Il a déclaré que tout robot d’exploration de Google avait une limite de 15 mégaoctets et a explicitement déclaré que cette limite pouvait être outrepassée ou désactivée. En fait, il a déclaré que les équipes de Google outrepassaient régulièrement cette limite. Il a utilisé l’exemple de la recherche Google, qui outrepasse cette limite en la réduisant à deux mégaoctets.
Illyes a expliqué :
« Je veux dire, il y a un tas de choses qui sont destinées à notre propre protection ou à celle de notre infrastructure. Comme par exemple, la fameuse limite par défaut de 15 mégaoctets qui est fixée au niveau de l’infrastructure. «
Et fondamentalement, tout robot d’exploration qui ne remplace pas ce paramètre aura une limite de 15 mégaoctets. Fondamentalement, il commence à récupérer les octets du serveur ou tout ce que le serveur envoie. Et puis il y a un compteur interne. Et puis, lorsqu’il atteint 15 mégaoctets, il cesse de recevoir les octets.
Je ne sais pas si cela ferme la connexion ou non. Je pense que cela ne ferme pas la connexion. Il envoie simplement une réponse au serveur que, OK, vous pouvez arrêter maintenant. Je vais bien.
Mais les équipes individuelles peuvent alors contourner cela. Et cela arrive. Cela arrive assez souvent. Et par exemple, pour la recherche Google, en particulier pour la recherche Google, la limite est portée à deux mégaoctets.

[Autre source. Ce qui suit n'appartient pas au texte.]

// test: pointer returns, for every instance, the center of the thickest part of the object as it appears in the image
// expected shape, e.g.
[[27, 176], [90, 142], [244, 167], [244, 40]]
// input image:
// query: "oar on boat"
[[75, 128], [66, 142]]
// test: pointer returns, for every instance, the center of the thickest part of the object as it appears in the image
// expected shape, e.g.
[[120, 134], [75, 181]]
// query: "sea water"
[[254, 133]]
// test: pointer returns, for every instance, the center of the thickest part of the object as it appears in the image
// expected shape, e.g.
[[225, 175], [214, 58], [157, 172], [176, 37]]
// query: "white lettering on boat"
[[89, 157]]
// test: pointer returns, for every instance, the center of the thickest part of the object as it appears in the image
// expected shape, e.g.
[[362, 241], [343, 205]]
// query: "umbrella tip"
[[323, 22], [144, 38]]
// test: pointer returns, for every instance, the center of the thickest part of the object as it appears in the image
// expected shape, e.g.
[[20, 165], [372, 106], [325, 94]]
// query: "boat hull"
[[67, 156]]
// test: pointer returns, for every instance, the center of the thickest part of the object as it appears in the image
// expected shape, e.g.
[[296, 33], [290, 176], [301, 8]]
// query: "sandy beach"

Les limites de Googlebot concernent la protection des infrastructures
Illyes a ensuite partagé un exemple dans lequel la limite de 15 mégaoctets est outrepassée pour augmenter la limite d’exploration, dans ce cas pour les PDF. C’est là qu’il évoque les limites de Googlebot dans le contexte de la protection de l’infrastructure de Google contre une surcharge de données.

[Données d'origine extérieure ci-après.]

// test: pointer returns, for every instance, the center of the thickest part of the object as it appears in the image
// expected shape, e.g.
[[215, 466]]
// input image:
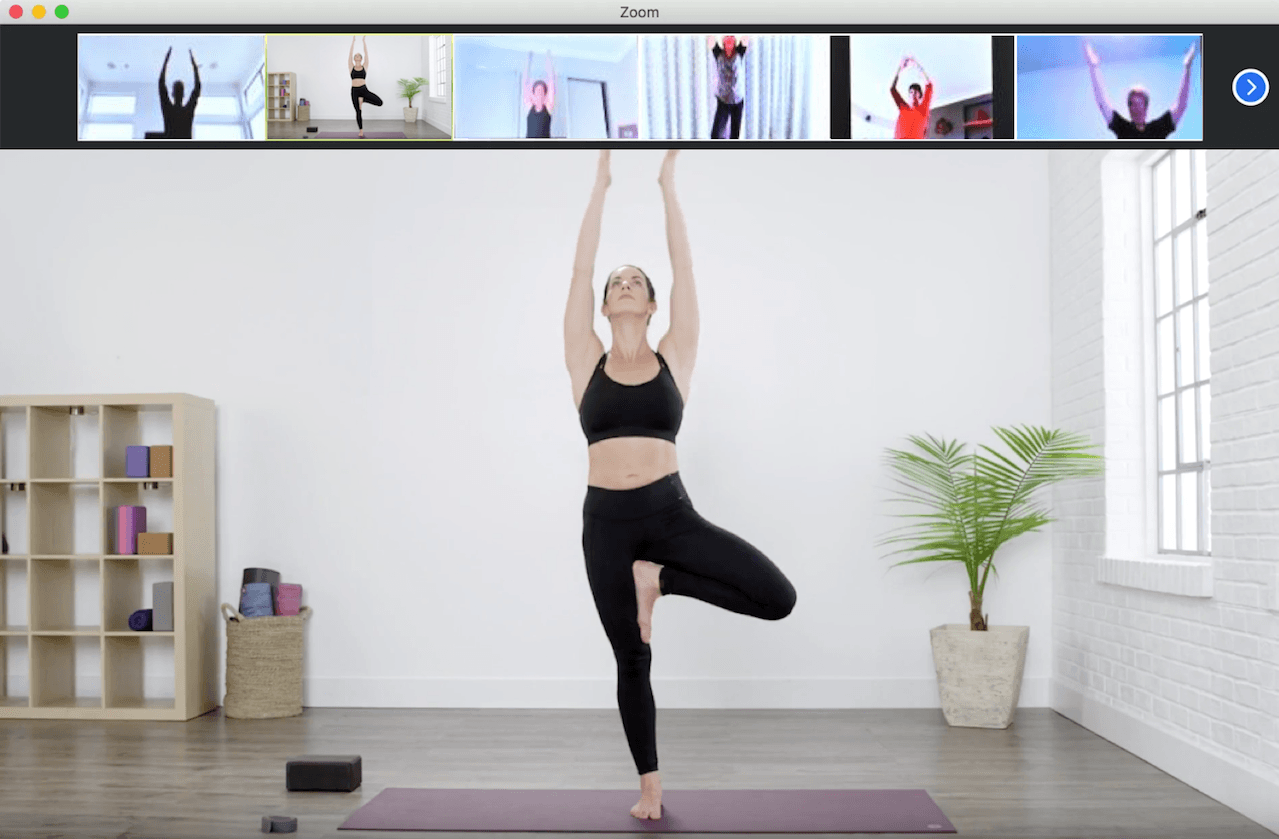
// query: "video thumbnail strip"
[[615, 87]]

Il a offert plus de détails :
« Eh bien, presque tout. Comme, par exemple, pour les PDF, c’est, je ne sais pas, 64 ou autre. Parce que les PDF peuvent, comme la norme HTTP, si vous les exportez au format PDF, je pense que vous avez dit que, si vous l’exportez au format PDF, alors c’est 96 mégaoctets ou quelque chose du genre.
Mais cela signifie que notre infrastructure serait submergée si nous récupérions le tout, puis le convertissons en HTML, bla, bla, puis commençons à le traiter.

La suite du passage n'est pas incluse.